Pages

Thursday, February 2, 2012

The politics of making (lots of) money

The Atlantic

If the Republicans Lose in 2012, Expect Business As Usual
By Conor Friedersdorf

Feb 2 2012, 10:41 AM ET 2

Predicting the GOP's future is the parlor game of the moment. My crystal ball is freshly polished, and I see the profit motive enduring.

Parents of spoiled children are known to dread Christmas morning on years when it isn't certain that the present inside the box is what little Chase or Caitlin wants. "Are we in for a tantrum?" they think to themselves. It is with similar trepidation that George Packer is observing Election 2012. If Mitt Romney wins the nomination but loses the general election, the GOP "will continue down into the same dark hole where Palin, Bachmann, Perry, Cain, Santorum, and now Gingrich all lurk," he writes, drawing on lessons he gleaned from Election 1972.

All plausible! So are the rebuttals that Noah Millman and Daniel Larison offer. But my theory about what happens if the GOP loses is based on the proposition that the future of the conservative movement and its influence on Republicans is a business story as much as a political one.
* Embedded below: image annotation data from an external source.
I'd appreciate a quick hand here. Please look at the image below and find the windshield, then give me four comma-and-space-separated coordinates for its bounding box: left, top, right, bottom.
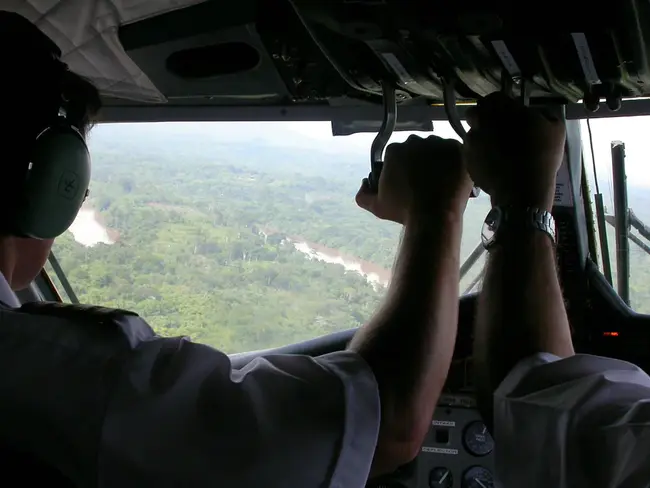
44, 122, 489, 353
581, 116, 650, 314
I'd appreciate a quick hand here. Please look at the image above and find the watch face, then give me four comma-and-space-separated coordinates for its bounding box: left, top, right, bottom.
481, 207, 503, 248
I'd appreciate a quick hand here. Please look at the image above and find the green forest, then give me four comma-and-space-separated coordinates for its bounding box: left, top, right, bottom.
48, 123, 650, 353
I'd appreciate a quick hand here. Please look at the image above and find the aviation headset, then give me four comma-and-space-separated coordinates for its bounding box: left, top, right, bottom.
0, 12, 90, 239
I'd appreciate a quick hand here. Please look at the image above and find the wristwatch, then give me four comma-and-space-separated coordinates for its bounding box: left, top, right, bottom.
481, 206, 556, 250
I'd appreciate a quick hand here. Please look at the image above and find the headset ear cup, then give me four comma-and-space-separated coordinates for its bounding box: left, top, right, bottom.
14, 122, 90, 239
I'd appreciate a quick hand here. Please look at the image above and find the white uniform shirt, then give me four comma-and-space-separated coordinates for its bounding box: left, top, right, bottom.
494, 354, 650, 488
0, 276, 380, 488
Think of it this way. If Mitt Romney loses, these are all things that you can count on happening:

Fox News is going to keep stoking the cultural resentments and victimhood pathology of white conservatives, and rewarding politicians who appeal to that ethos with lucrative commentator contracts politicians. Put another way, the incentives for more Sarah Palins and Michele Bachmanns will be there.
Rush Limbaugh is going to keep attracting a sizable audience with his talent for the medium, his schtick implying that the Obama "regime" is illegitimate, and his endless ability to flatter the prejudices of his audience.
The conservative publishing market will keep rewarding Mark Levin-style books that proceed as if America is engaged in a simple binary struggle, with liberty on one side and a series of interchangeable bogeymen on the other: tyranny, utopia, radical Islam, political correctness, liberals, secularists, etc.
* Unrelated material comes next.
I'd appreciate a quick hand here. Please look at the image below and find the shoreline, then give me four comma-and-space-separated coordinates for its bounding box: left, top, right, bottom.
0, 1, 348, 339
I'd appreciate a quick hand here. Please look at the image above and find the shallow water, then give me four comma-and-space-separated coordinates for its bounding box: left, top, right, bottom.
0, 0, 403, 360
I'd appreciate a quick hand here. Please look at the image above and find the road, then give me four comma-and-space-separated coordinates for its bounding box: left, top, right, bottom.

See, all the commentary you see about the right and its future takes as its starting point the notion of 2008 as a historic defeat. For folks whose highest priority is conservative governance, that's what it was -- eight years of frustration, betrayal, and disillusionment, culminating in a huge defeat.

But the period from 2000 to 2012 has been lucrative as hell if you're Roger Ailes or Rush Limbaugh or Mark Levin or Andrew Breitbart or Sarah Palin. That isn't to say they don't earnestly want Republicans to win, or that they're faking their preference for conservative governance. It's just to say that advancing their careers or enterprises is seemingly their priority. As swimmingly as that project is proceeding, why would anyone expect them to change course?
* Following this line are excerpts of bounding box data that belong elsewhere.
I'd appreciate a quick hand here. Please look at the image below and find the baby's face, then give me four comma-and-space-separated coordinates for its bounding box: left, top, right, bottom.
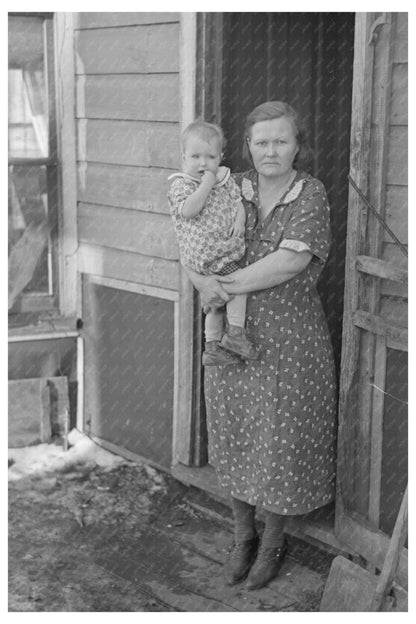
182, 134, 222, 178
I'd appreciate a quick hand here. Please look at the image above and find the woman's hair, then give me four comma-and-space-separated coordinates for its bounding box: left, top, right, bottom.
243, 102, 313, 169
182, 119, 225, 152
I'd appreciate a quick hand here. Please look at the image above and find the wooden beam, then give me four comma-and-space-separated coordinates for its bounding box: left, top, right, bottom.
356, 256, 408, 284
353, 310, 408, 350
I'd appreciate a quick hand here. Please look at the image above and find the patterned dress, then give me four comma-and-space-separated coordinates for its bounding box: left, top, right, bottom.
168, 173, 246, 275
205, 171, 336, 515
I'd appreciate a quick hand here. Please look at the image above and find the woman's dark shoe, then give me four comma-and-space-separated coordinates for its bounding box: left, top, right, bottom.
223, 535, 259, 586
220, 325, 259, 360
246, 541, 287, 589
202, 340, 242, 366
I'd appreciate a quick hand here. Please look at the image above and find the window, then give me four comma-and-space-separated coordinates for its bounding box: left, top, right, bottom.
8, 13, 59, 322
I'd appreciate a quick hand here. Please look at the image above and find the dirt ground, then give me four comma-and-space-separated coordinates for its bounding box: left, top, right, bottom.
9, 444, 332, 612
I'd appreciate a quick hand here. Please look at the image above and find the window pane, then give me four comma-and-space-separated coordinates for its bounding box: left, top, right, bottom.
8, 17, 49, 158
9, 165, 52, 307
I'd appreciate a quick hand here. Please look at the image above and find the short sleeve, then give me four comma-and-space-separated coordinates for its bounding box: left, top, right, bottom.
168, 178, 195, 217
280, 180, 331, 262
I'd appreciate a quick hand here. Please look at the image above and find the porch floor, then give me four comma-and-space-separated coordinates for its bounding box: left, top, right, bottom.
9, 446, 333, 612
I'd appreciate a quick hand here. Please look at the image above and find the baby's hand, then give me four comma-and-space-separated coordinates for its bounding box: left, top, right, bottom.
230, 221, 246, 238
201, 170, 217, 187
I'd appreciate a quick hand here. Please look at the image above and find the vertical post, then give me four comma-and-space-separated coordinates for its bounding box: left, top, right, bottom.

It isn't their reality that's come crashing down. They've never been so successful before in their lives!

This is what happens when an ideological movement basically merges with a collection of for-profit ventures. Incentives no longer align. Ends and means get mixed up. Herman Cain book tours turn into seemingly viable presidential campaigns. And Donald Trump is asked to host a debate.

Movement conservatism's entertainers aren't the only people influencing the Republican Party, as is evident at four year intervals, when the GOP electorate chooses a champion the entertainers hate. But most GOP voters aren't political junkies. In between elections, when most Republicans stop paying attention to politics, the relatively sizable Fox News and talk radio audiences can wield disproportionate influence on everything from legislative agendas to off-year elections. And TV personalities, talk-radio hosts, and ideological Web sites serve as the right's intellectuals, determining what ideas get out to the junkies, and later to the rank-and-file.

The right has other intellectuals who actually care about things like policy, governing, and intellectual honesty. What many of them don't realize is that until they meaningfully challenge the Conservative Entertainment Complex, their ideas and the direction they hope to push the conservative movement is always going to be overshadowed: by Birthers, or a righteous Andrew Breitbart/James O'Keefe crusade against ACORN, or the Glenn Beck show, or months of speculation about whether Sarah Palin will run for president. That is to say, they'll be overshadowed by what looks like a part of the political movement, but is largely a moneymaking venture.